Now a situation came in my mind (may be its a very silly question but I am not getting it, please help me)...
Suppose in a table of eighty thousand rows there are several columns and one column has total five distinct values (which is very less and we should not use index). But on the other hand, among those five distinct values, three of them appeared for very less number of times (in 80000 rows, they appear only for 10 to 20 times) and rest two distinct values appeared a lot of times.80,000 isn't a particularly large table - the last time I saw this the table held several million rows with 2 common values and 4 or 5 values which tended to hold 10 to 100 rows each, and only temporarily. (See http://jonathanlewis.wordpress.com/2009/04/23/histogram-change/ )
Now in this case, an index on that column will be beneficial if we access those three values which appeared less number of times and the same index will be disastrous for the other two values.

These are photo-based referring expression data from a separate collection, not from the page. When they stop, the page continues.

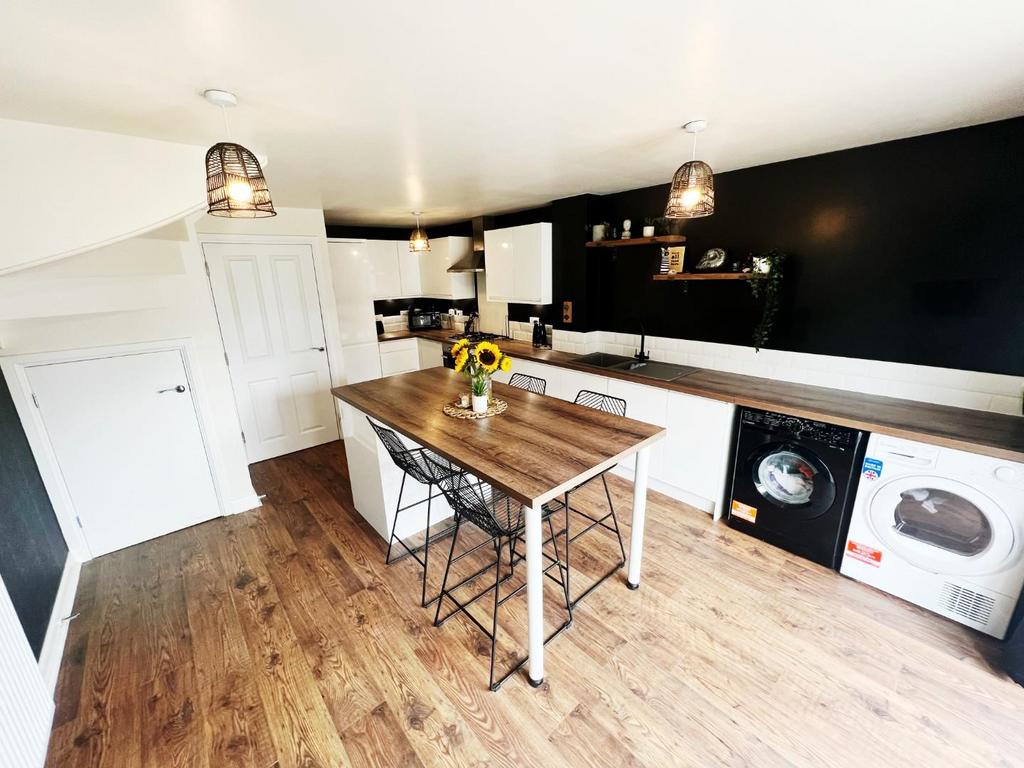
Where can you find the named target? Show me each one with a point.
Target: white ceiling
(458, 108)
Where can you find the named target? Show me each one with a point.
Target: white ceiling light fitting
(692, 193)
(418, 241)
(236, 186)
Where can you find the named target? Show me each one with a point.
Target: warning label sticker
(863, 553)
(743, 511)
(872, 468)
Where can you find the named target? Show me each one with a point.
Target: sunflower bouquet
(479, 363)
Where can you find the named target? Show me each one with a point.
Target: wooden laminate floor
(279, 638)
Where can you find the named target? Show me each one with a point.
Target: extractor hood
(474, 262)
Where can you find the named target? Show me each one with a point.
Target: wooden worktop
(977, 431)
(536, 451)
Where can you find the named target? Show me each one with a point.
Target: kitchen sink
(648, 370)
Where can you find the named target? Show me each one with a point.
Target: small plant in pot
(479, 364)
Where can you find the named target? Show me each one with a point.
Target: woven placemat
(458, 412)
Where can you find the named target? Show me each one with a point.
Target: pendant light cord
(227, 127)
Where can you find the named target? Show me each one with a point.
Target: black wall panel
(32, 549)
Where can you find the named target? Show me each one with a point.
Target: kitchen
(601, 431)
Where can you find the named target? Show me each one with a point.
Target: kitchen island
(535, 452)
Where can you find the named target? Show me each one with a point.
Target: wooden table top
(535, 452)
(967, 429)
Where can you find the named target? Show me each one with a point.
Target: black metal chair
(501, 519)
(532, 384)
(415, 463)
(608, 404)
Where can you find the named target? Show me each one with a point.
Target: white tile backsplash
(971, 389)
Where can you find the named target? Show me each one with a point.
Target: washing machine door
(793, 478)
(943, 525)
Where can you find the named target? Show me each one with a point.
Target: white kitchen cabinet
(647, 404)
(353, 291)
(697, 448)
(385, 279)
(518, 263)
(437, 282)
(400, 356)
(429, 353)
(394, 270)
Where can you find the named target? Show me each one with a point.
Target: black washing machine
(794, 482)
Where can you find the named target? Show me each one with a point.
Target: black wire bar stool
(501, 519)
(415, 463)
(534, 384)
(608, 404)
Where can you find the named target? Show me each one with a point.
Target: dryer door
(943, 526)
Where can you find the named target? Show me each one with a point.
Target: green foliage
(767, 288)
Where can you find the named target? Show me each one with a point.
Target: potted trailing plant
(767, 287)
(479, 364)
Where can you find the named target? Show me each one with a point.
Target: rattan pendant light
(418, 241)
(692, 193)
(236, 186)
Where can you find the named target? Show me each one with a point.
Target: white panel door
(127, 440)
(269, 314)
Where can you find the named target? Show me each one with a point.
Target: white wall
(66, 190)
(109, 316)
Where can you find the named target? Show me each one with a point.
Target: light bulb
(240, 192)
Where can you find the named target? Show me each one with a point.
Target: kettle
(540, 335)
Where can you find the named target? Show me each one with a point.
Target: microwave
(420, 321)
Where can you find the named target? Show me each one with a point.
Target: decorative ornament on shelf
(236, 186)
(418, 241)
(714, 259)
(479, 364)
(692, 193)
(767, 287)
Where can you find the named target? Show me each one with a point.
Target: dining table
(536, 451)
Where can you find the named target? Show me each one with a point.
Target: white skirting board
(242, 504)
(56, 631)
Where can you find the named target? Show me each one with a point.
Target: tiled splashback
(941, 385)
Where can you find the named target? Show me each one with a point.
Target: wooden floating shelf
(708, 275)
(662, 240)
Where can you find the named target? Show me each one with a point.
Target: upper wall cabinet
(398, 273)
(437, 282)
(393, 273)
(518, 261)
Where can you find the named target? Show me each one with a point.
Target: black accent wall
(32, 549)
(909, 251)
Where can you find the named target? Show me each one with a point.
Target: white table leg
(535, 595)
(639, 511)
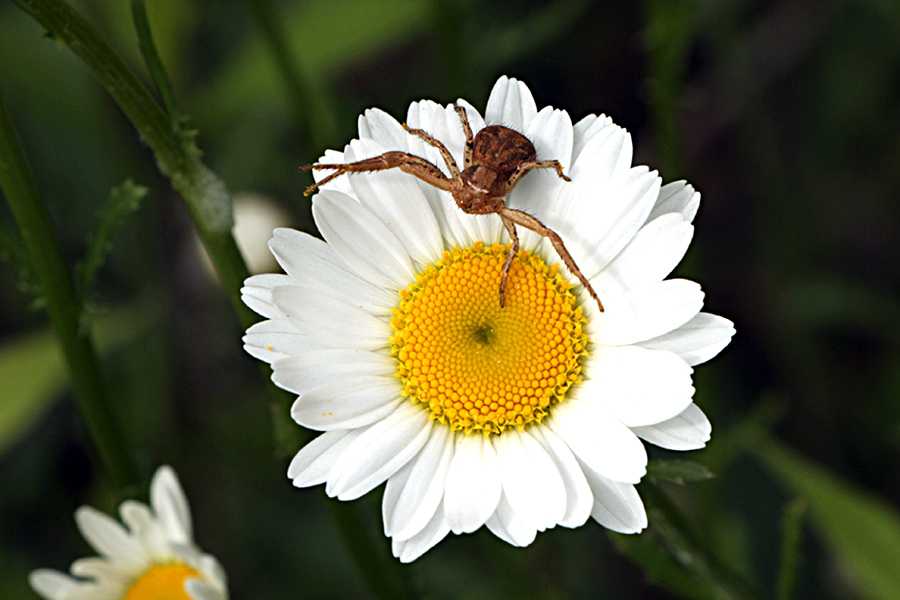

The histogram with literals in the SQL is one (perfectly valid) approach - but if you do that you have to be very careful with the histogram in case Oracle manages to sample a histogram that only sees the two popular values. The solution to that would be to ensure that you could create a representative histogram using some pl/sql ( See http://jonathanlewis.wordpress.com/2009/05/28/frequency-histograms/ )
(Updated - I hit "post" when I meant to hit "Preview")
An alternative that is much nicer if you can modify the application code is to create a function-based index (or a virtual column with an index in 11g) to hide the popular values, e.g.:
(I may have got the syntax a bit wrong - I'm not near a database at present.)
create index t1_f1 on t1( (case flag_col when 'X' then null when 'Y' then null else flag_col end ) )
This index will be tiny as it holds only the rare values that you'd typically be interested in - which also means it reduces the index maintenance costs, of course.
The side effect is that your client code has to know that queries for X or Y have to use predicates of the form flag_col = 'Y', while queries for all other values should use "case ... end = value".